Connect with us


Historic status for Lincoln Middle School upheld; appeal by La Crosse school district denied



The landmark designation for a La Crosse school building will stand.

La Crosse’s city council voted unanimously Thursday to deny an appeal of the historic status recently granted to Lincoln Middle School.

The La Crosse School Board voted months ago to close Lincoln at the end of this past school year and now is trying to sell the building.

School Board president Annie Baumann is unhappy that a landmark designation wasn’t approved until June.

“Since the board met in January, and voted to close Lincoln, no movement on the historic designation was made until the very last moment,” she said, “weeks before the board had projected seeking those qualifications from developers.”

Baumann called the designation process “reactionary” and “broken.”

District facilities director Joe Ledvina said the school system is not against preservation, noting that the former Eagles Club downtown is now being used as a school building.

Barbara Kooiman, president of the Preservation Alliance of La Crosse, said the process for making Lincoln a historic site was done by the book.

“It is historic,” she said about the 100-year-old school. “Now, what this appeal is doing is asking you all to say, it is not historic.”

School leaders also stated that a survey of people in the Lincoln neighborhood ranked preservation very low on the list of suggested priorities for the old school, with housing ranked first.

The city’s Heritage Preservation Commission approved historic status for Lincoln on June 22, after the Washburn Neighborhood Association submitted papers nominating it.

A week later, the School Board voted to appeal that decision.

“It is a deep injustice to property owners, to place their property on the local register of historic places after the property has gone up for sale,” La Crosse School Superintendent, Dr.
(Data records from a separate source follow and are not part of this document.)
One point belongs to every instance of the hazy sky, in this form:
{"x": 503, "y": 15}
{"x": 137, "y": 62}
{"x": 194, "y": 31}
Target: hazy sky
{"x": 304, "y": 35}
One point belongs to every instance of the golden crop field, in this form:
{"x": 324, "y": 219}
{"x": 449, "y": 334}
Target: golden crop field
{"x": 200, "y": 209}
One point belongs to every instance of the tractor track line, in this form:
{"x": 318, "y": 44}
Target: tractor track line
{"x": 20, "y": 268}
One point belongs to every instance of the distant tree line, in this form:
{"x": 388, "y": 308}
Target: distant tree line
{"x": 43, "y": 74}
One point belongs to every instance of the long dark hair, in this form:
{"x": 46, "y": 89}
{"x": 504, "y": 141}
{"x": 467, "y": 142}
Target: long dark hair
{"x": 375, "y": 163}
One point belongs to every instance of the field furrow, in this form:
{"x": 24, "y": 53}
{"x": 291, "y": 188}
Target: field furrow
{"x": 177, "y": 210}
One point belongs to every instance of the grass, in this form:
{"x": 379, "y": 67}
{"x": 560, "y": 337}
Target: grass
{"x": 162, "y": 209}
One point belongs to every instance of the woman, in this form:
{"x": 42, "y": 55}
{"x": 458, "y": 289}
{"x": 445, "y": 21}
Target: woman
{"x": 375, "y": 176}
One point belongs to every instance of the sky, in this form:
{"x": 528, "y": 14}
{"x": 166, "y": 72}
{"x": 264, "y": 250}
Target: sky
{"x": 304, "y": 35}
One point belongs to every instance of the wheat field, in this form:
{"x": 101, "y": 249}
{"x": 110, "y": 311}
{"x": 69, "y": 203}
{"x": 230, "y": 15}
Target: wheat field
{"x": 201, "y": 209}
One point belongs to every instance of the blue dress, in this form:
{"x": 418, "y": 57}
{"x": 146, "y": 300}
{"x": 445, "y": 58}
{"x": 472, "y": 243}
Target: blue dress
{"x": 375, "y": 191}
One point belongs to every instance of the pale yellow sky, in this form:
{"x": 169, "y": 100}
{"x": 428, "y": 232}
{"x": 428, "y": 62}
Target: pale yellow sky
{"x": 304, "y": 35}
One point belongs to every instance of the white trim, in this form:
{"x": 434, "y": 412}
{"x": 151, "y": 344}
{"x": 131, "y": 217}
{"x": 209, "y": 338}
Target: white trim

Aaron Engel said, the week leading up to that appeal.

Heritage Preservation Commission member Laura Godden noted on La Crosse Talk PM that historic status might actually be more beneficial to the school district in selling the building.

And City Planner Tim Acklin, who’s worked for the city for 20 years and has only had one other appeal to a historic designation — which came in 2017 — said Wednesday on WIZM that Lincoln’s architectural style was a major reason for the approval of landmark status by a city committee in June.

Acklin also noted the former Roosevelt school on the north side already had landmark status before it was sold and converted into affordable housing.

A native of Prairie du Chien, Brad graduated from UW - La Crosse and has worked in radio news for more than 30 years, mostly in the La Crosse area. He regularly covers local courts and city and county government. Brad produces the features "Yesterday in La Crosse" and "What's Buried on Brad's Desk." He also writes the website "Triviazoids," which finds odd connections between events that happen on a certain date, and he writes and performs with the local comedy group Heart of La Crosse. Brad been featured on several national TV programs because of his memory skills.

Continue Reading


  1. Kent Porter

    July 14, 2023 at 10:05 am


  2. Lucenut

    July 14, 2023 at 11:50 am

    Just put the property on the market and let it be part of the tax base again. Stop this social-engineering nonsense!

  3. walden

    July 14, 2023 at 9:49 pm

    Engel: “It is a deep injustice to property owners, to place their property on the local register of historic places after the property has gone up for sale.”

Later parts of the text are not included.